To be honest, I'm not entirely worried about Lake Toba, Taupo, or the Aira Caldera. All have erupted within the last 100,000 years, and it takes at least that long for a super-volcano to get its spark back. Taupo last went off 26,500 years ago, and Aira went off much closer to today than that - so these two and Lake Toba are more likely to be sleeping for a few thousand years yet.
Yes Yellowstone is a potential threat today, but just because its alarm usually goes off around this time, it doesn't mean that Yellowstone is such a light sleeper.
Of more concern are Long Valley and the Valles calderas - Long Valley especially. Despite erupting 760,000 years ago, it gave off a swarm of strong earthquakes in the 1980s, as well as lifting 100 square miles of the caldera floor 10 inches. Then, in the 1990s, large amounts of carbon dioxide from magma below the surface began killing off trees in the Mammoth Mountain side of the caldera.

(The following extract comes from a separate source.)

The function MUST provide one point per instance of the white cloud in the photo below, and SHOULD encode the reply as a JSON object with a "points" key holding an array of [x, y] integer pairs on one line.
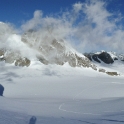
{"points": [[87, 26]]}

Scientists believe that this means that an eruption of some sort is years away at the very least, but more likely decades or even centuries. Valles Caldera is just as active today as well, heating thermal springs.
But both are still quite small for super-volcanoes. In their last eruptions, both threw out around 600 cubic km of ejecta - just below the 1,000 classification for a super-volcano, but still big enough to cause immediate difficulties for America, and climactic difficulties worldwide.
So as far as our apocalypse is concerned, yes super-volcanoes are a possible source for it to come from. But we have survived volcanism for at least 200,000 years, and our ancestors have survived it for the better part of 5 million years. The fact that we're so preoccupied with how humanity will end, it means that we run the risk of not enjoying our existence while we still can.
I mean, the dinosaurs were the top dogs for 160 million years, so there is absolutely no reason to suppose that we can't expect the same sort of winning streak. I suppose it boils down to something Khalil Gibran said:
"If your heart is a volcano, how shall you expect flowers to bloom?"
If we remain so concerned with how our world will end, by fire, by water, by events that are ultimately beyond our control, then we miss the beauty that is around us right now. This is the last depressing post for some time, I promise. Mount Depressive is dormant as of now!